FDA Slaps Stronger Warnings on Opioids
New labeling will require drugs to warn against long-term use of the addictive analgesics
https://www.medpagetoday.com/painmanagement/painmanagement/116776
Opioid medications will be required to have their labeling updated to highlight the safety risks of long-term use, the FDA said.
The agency is requiring opioid manufacturers to add to the prescribing information that higher doses are associated with increased risk of serious harm, and that the risks of serious harms persist over the course of therapy, among other changes.
Based on results of two postmarketing observational studies — and the FDA advisory committee meeting discussing them this May— new quantitative estimates of the risks of addiction, abuse, misuse, and fatal and non-fatal overdose in patients taking opioid analgesics long-term are also expected in labeling updates.
“The death of almost one million Americans during the opioid epidemic has been one of the cardinal failures of the public health establishment,” said FDA commissioner Marty Makary, MD, MPH, in the press release. “This long-overdue labeling change is only part of what needs to be done — we also need to modernize our approval processes and postmarket monitoring so that nothing like this ever happens again.”
Of course, about FIVE TIMES the number of people died from the use/abuse of tobacco/nicotine.
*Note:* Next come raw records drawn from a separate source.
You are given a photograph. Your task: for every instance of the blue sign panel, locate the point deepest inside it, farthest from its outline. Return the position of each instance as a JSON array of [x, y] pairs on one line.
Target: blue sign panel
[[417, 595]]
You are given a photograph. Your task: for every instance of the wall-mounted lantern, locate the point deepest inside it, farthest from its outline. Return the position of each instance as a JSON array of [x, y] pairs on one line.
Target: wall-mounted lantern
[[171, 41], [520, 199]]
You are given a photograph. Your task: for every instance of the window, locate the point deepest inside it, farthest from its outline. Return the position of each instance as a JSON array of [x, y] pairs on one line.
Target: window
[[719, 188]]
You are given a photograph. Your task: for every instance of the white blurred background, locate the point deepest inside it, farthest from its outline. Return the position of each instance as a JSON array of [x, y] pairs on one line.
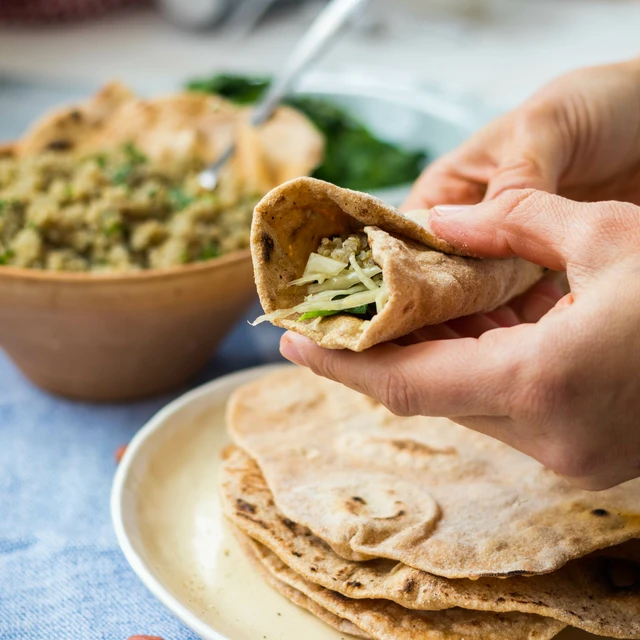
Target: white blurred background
[[498, 51]]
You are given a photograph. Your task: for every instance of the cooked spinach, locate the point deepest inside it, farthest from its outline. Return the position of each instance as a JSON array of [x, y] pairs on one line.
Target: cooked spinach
[[354, 157]]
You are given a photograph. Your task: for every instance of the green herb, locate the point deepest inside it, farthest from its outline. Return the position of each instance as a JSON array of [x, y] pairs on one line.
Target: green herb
[[122, 174], [179, 199], [239, 89], [134, 155], [6, 256], [101, 160], [113, 228], [209, 252], [357, 311], [354, 157]]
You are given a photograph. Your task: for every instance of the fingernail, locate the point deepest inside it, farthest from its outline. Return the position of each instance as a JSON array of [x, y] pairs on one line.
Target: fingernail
[[289, 348], [451, 209]]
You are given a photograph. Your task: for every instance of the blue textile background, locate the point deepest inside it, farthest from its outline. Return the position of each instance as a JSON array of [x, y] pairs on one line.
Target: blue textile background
[[62, 575]]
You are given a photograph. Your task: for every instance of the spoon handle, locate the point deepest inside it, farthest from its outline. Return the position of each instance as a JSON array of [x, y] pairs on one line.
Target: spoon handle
[[314, 42]]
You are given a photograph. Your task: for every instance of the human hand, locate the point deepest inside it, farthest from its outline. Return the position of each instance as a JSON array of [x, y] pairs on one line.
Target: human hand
[[578, 137], [564, 390]]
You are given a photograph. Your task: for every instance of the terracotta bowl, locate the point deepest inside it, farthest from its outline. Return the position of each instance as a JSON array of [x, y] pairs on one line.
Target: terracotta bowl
[[119, 337]]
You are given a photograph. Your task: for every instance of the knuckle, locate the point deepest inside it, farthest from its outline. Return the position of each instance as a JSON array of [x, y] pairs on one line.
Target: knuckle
[[395, 393], [540, 389], [535, 113], [579, 463]]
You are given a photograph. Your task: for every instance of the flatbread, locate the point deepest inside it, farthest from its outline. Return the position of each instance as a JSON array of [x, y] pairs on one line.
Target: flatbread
[[423, 491], [183, 126], [386, 620], [426, 286], [297, 597], [598, 593]]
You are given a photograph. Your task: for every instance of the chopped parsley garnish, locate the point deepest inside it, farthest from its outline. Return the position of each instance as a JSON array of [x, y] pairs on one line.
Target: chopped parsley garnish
[[101, 160], [134, 157], [6, 256], [113, 228], [179, 199]]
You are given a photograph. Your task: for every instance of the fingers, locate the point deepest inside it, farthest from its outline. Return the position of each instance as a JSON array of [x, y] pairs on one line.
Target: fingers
[[533, 154], [537, 302], [440, 378], [445, 181], [530, 224]]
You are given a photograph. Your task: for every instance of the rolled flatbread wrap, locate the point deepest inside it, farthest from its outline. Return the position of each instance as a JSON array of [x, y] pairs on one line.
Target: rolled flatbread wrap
[[348, 271]]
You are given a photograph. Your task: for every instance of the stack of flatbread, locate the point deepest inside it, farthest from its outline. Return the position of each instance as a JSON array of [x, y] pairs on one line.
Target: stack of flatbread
[[417, 528]]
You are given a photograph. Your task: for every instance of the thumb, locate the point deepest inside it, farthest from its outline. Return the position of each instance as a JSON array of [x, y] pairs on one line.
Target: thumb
[[542, 228]]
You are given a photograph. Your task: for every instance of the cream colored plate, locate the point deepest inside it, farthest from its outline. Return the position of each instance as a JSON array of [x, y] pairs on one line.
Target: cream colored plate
[[167, 518]]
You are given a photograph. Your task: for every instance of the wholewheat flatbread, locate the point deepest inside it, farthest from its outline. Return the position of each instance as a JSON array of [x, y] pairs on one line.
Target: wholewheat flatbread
[[297, 597], [599, 593], [384, 620], [426, 286], [423, 491]]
Also during the same time frame a similar number of people died of the use/abuse of alcohol.
Are those deaths just socially acceptable because they provide a healthy tax revenue stream to various bureaucracies?
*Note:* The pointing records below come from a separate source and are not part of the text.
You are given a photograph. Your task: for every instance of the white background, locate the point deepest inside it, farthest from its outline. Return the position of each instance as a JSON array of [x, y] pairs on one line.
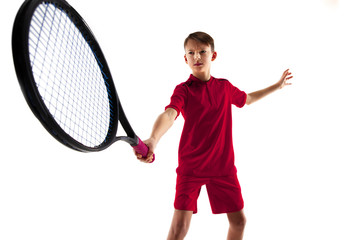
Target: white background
[[297, 151]]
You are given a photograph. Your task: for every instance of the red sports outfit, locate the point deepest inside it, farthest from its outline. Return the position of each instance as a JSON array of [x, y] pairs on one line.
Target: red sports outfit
[[206, 147]]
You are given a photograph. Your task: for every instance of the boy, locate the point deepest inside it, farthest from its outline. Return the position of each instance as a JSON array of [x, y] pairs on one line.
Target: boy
[[206, 155]]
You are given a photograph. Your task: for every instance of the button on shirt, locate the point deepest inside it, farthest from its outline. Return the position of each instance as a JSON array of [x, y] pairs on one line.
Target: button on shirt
[[206, 146]]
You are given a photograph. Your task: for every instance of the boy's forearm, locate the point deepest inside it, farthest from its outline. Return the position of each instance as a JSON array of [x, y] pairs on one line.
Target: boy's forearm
[[257, 95]]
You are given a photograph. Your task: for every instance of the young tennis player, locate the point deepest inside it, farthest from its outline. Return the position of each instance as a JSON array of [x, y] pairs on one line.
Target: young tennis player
[[206, 155]]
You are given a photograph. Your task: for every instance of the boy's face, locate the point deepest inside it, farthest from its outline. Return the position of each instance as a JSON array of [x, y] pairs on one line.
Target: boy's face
[[199, 56]]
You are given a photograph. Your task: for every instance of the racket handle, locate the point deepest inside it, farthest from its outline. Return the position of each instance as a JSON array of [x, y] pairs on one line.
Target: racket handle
[[143, 149]]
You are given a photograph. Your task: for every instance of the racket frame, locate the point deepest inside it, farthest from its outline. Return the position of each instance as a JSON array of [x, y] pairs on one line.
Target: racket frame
[[33, 98]]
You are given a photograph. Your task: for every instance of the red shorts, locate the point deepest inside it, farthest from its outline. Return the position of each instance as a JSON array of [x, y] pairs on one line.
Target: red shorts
[[224, 193]]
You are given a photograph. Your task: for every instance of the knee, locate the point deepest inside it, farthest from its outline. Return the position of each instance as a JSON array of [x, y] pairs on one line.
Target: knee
[[238, 223], [179, 229]]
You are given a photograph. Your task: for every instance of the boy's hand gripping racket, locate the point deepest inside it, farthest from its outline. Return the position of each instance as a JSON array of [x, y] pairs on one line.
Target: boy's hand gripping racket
[[65, 79]]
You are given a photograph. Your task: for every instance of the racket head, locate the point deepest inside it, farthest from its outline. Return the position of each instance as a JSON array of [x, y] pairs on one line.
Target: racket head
[[34, 17]]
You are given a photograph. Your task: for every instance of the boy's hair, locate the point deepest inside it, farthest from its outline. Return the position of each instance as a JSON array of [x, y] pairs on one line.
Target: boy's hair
[[201, 37]]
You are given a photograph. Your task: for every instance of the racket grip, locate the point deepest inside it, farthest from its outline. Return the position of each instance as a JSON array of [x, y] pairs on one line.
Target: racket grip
[[143, 149]]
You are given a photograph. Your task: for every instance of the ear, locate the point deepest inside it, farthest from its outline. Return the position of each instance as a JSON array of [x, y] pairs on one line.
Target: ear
[[185, 58], [214, 56]]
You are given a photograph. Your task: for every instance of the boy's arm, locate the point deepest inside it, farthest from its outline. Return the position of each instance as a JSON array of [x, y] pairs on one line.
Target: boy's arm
[[255, 96], [161, 126]]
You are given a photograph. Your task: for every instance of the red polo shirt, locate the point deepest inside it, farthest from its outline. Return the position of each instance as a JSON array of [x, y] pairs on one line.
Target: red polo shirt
[[206, 147]]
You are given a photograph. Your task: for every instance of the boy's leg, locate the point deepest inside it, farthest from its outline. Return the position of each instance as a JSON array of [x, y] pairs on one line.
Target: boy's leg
[[237, 223], [180, 225]]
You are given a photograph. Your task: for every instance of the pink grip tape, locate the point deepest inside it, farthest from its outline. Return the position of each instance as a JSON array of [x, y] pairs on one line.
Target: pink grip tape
[[143, 149]]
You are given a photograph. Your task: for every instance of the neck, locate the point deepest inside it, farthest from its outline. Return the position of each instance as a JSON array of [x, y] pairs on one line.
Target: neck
[[202, 76]]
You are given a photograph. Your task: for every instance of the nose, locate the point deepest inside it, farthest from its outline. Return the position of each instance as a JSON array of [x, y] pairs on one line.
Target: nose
[[197, 56]]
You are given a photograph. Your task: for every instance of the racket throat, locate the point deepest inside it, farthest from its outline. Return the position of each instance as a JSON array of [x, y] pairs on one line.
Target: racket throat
[[132, 141]]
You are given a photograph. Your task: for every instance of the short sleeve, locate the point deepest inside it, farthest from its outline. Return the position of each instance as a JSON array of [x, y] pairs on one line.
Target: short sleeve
[[177, 100], [238, 97]]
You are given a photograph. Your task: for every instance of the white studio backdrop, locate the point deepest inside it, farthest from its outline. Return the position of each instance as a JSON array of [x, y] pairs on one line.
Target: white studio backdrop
[[296, 151]]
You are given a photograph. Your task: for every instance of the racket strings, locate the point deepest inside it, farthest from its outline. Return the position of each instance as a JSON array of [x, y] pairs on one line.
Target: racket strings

The studies were postmarketing requirements the FDA requested in 2013 of all companies with new opioid analgesics for chronic noncancer pain. Together, the two studies showed that the 12-month incidence of long-acting opioid misuse was about 15-22%, the incidence of abuse roughly 6-9%, and about 1-6% had moderate-to-severe opioid use disorder.
SO… is it going to be acceptable to deny >78% of the chronic pain pts their medically necessary opioid medications to properly manage their chronic pain and optimize their QOL ?
Are pharmas, wholesalers , pharmacies, prescribers, large healthcare corporations & insurance/PBM going to have some legal liabilities if they are the direct/indirect reasons that a pt is thrown into cold turkey withdrawal and having to endure a torturous level of pain because the pt is not able to get their medically necessary pain management medication ?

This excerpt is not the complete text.